The old single-file .github/workflows/ci.yml installed:

poetry install -E gui -E query -E ocr --no-interaction --no-ansi --no-root

That happens on every PR, even though the always-on job mainly runs:

  • ruff
  • ruff format --check
  • mypy
  • tree drift check
  • markdown lint
  • README/docs sync

Those checks do not need the full optional dependency graph.

2. The job name implies stronger guarantees than it provides

The GitHub job is called lint-and-type-check, but it also does install/setup, tree drift, docs checks, and sometimes tests. The name hides the real intent.

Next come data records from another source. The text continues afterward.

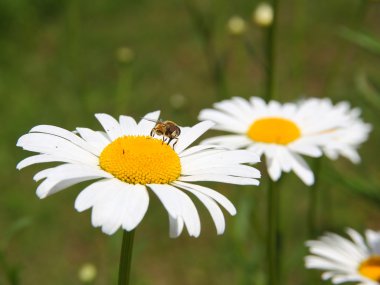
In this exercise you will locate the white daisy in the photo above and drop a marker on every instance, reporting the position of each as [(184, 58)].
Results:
[(344, 128), (284, 132), (345, 260), (126, 161)]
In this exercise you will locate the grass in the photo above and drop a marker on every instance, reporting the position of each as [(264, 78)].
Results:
[(58, 66)]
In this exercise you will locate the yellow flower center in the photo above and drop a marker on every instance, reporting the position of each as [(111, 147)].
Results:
[(274, 130), (141, 160), (370, 268)]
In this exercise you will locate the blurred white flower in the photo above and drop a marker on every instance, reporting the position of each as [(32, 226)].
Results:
[(347, 260), (236, 26), (126, 161), (284, 132), (263, 14), (342, 127)]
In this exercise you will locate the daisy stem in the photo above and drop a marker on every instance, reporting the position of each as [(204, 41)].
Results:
[(126, 257), (313, 200), (273, 255), (270, 49)]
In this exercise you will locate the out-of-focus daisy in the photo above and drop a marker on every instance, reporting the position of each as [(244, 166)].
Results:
[(126, 161), (345, 260), (284, 132)]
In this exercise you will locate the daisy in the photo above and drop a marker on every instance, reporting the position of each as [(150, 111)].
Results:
[(284, 132), (126, 161), (345, 260), (343, 127)]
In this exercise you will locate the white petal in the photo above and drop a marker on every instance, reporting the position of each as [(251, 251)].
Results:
[(301, 168), (114, 203), (110, 125), (236, 170), (214, 210), (51, 144), (63, 176), (148, 122), (42, 158), (198, 149), (128, 126), (220, 178), (91, 195), (137, 205), (306, 149), (222, 200), (94, 138), (223, 121), (221, 158), (65, 134), (373, 239), (189, 137), (184, 207), (273, 165), (230, 141), (175, 226)]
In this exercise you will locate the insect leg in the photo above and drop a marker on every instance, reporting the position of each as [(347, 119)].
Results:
[(176, 140)]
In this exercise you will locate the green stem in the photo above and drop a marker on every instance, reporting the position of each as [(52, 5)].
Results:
[(270, 50), (125, 257), (313, 201), (273, 199), (273, 231)]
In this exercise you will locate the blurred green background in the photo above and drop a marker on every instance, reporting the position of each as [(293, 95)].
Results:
[(62, 61)]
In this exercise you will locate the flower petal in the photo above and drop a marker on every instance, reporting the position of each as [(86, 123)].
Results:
[(189, 137), (110, 125)]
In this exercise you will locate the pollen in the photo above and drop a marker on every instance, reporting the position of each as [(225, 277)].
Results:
[(140, 160), (274, 130), (370, 268)]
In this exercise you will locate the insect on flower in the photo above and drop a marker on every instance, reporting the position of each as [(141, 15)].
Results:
[(167, 129)]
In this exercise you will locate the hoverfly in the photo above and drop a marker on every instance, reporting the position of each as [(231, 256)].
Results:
[(167, 129)]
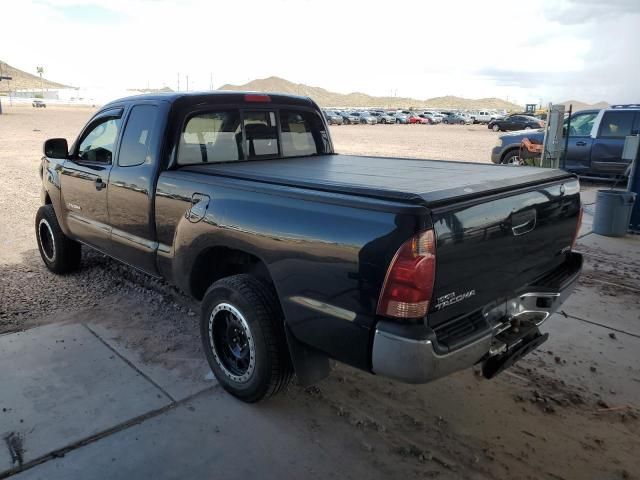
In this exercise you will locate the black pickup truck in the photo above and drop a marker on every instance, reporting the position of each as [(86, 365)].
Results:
[(409, 269)]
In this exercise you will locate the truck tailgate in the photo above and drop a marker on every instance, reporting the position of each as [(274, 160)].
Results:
[(489, 248)]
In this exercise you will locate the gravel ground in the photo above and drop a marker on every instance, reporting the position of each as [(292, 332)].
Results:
[(534, 421)]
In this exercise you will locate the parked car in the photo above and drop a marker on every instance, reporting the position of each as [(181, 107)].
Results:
[(432, 117), (457, 119), (400, 117), (484, 116), (349, 118), (595, 141), (383, 117), (333, 117), (301, 256), (366, 118), (515, 122), (415, 118)]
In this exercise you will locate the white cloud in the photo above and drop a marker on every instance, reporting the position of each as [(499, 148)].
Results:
[(524, 51)]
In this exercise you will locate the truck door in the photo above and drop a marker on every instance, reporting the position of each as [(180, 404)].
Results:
[(132, 186), (578, 158), (606, 153), (84, 180)]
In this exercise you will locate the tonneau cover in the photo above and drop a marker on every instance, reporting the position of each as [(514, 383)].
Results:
[(430, 182)]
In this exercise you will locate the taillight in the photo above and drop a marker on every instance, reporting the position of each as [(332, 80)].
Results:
[(579, 224), (257, 97), (408, 286)]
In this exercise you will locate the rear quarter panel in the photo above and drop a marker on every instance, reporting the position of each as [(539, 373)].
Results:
[(326, 254)]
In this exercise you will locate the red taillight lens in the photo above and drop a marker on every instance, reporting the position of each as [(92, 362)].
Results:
[(257, 97), (579, 224), (408, 287)]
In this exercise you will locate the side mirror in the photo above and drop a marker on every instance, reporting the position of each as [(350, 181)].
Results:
[(56, 148)]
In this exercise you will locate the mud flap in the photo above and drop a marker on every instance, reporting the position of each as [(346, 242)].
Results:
[(309, 364), (494, 365)]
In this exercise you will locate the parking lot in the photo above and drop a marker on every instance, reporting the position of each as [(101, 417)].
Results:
[(104, 378)]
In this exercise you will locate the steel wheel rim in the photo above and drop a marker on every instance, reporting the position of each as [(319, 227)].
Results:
[(47, 243), (231, 342)]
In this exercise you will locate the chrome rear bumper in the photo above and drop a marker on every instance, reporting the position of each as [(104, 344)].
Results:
[(411, 353)]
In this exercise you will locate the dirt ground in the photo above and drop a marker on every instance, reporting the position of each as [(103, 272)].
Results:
[(552, 416)]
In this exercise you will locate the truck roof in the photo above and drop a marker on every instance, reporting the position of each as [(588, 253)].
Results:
[(217, 96), (428, 182)]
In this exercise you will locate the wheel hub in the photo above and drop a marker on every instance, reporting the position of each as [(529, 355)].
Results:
[(231, 342)]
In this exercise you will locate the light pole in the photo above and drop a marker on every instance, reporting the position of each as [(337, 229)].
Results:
[(4, 77), (40, 71)]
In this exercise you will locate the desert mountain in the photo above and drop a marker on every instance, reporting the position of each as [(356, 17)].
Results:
[(326, 98), (577, 105), (23, 80)]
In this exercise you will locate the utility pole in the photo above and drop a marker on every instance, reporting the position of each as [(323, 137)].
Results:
[(40, 71)]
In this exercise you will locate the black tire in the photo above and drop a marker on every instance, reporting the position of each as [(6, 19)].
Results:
[(59, 253), (251, 307)]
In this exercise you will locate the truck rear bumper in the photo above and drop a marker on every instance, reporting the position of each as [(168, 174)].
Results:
[(411, 353)]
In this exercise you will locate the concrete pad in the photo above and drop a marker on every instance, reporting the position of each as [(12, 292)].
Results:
[(621, 249), (216, 436), (581, 346), (173, 381), (60, 384)]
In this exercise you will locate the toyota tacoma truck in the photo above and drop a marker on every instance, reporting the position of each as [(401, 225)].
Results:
[(408, 269)]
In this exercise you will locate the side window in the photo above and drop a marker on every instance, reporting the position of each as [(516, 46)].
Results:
[(302, 134), (261, 134), (136, 140), (211, 137), (99, 143), (581, 124), (636, 125), (616, 124)]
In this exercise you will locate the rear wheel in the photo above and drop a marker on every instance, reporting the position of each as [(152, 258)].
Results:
[(242, 333), (59, 253)]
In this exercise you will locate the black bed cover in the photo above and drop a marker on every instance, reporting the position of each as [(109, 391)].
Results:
[(430, 182)]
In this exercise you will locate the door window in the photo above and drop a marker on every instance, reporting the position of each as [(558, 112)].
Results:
[(136, 140), (99, 143), (616, 124), (211, 137)]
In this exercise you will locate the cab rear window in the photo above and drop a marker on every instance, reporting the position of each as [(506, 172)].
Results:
[(234, 135)]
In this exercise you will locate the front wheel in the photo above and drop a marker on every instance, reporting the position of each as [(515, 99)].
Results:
[(242, 333), (59, 253)]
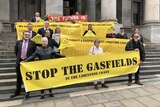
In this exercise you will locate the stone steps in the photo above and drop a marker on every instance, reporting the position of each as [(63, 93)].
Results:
[(8, 75), (7, 70), (8, 90), (7, 60)]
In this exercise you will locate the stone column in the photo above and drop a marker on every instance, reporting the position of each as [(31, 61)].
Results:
[(5, 10), (90, 9), (108, 9), (151, 11), (54, 7), (151, 27)]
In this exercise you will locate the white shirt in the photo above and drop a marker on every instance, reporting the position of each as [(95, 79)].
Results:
[(56, 37), (95, 50)]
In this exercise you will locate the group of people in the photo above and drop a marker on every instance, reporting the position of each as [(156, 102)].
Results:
[(26, 50)]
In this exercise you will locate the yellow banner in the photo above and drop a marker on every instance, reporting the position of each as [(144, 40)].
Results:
[(78, 29), (76, 46), (45, 74)]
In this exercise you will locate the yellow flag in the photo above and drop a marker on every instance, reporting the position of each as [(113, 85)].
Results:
[(37, 39), (89, 34)]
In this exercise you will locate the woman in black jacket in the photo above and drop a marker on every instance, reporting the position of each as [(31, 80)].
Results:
[(45, 52)]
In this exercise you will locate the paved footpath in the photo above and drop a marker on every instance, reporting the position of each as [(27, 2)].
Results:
[(118, 95)]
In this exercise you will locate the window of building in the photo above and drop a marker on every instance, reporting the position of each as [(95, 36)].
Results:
[(137, 13), (69, 7)]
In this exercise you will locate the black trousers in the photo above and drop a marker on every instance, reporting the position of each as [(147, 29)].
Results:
[(19, 79), (136, 76), (50, 91)]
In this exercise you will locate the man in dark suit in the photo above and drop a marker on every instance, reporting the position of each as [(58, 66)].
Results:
[(36, 18), (122, 34), (89, 29), (23, 49), (32, 33), (137, 45), (46, 27), (51, 42)]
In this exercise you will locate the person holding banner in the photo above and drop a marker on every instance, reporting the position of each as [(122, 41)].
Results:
[(36, 18), (137, 45), (122, 34), (135, 30), (45, 52), (51, 42), (89, 30), (112, 35), (96, 49), (23, 49), (32, 33), (46, 27)]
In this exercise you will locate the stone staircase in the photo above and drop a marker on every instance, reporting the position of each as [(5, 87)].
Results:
[(150, 68)]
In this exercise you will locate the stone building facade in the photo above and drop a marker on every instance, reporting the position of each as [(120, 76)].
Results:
[(144, 14)]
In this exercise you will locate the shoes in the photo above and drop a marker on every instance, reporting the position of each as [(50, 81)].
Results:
[(96, 86), (14, 95), (104, 85), (26, 96), (129, 83), (42, 98), (51, 95), (138, 82)]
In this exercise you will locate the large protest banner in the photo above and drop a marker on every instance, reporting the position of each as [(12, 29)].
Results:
[(75, 18), (76, 46), (101, 28), (66, 28), (45, 74)]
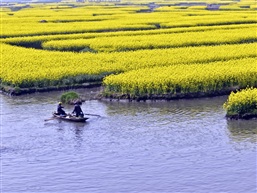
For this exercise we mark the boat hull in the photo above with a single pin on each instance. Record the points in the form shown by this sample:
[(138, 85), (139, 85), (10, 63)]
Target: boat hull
[(70, 118)]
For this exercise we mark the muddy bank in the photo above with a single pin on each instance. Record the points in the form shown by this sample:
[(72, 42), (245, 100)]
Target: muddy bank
[(167, 97), (245, 116)]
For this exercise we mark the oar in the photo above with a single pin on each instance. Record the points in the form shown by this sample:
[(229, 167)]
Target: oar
[(50, 119), (93, 115)]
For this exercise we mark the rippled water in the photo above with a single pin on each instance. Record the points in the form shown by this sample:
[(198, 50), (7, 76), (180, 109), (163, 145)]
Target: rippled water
[(145, 147)]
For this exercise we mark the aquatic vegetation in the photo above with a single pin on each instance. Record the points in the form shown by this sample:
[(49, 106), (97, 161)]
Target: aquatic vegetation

3. full-ci policy is only partially expressed in the workflow

The repo docs now correctly say:

  • PR CI is lightweight by default
  • full-ci opt-in is for higher-risk PRs
  • make release-check is the mandatory full local pre-release gate

The original test gating already existed in the old ci.yml, but it was expressed as a conditional step inside a broader job. The real problem was that the workflow still looked and behaved like a heavy full-project install path even when only lightweight checks ran.

4. Docs validation and docs generation are still coupled in important places

This has already been partly improved in the Makefile, but the principle also needed to be applied in GitHub Actions. The old docs.yml ran make docs-generate during docs verification on PRs, which was a write action inside what should have been a read/validate path.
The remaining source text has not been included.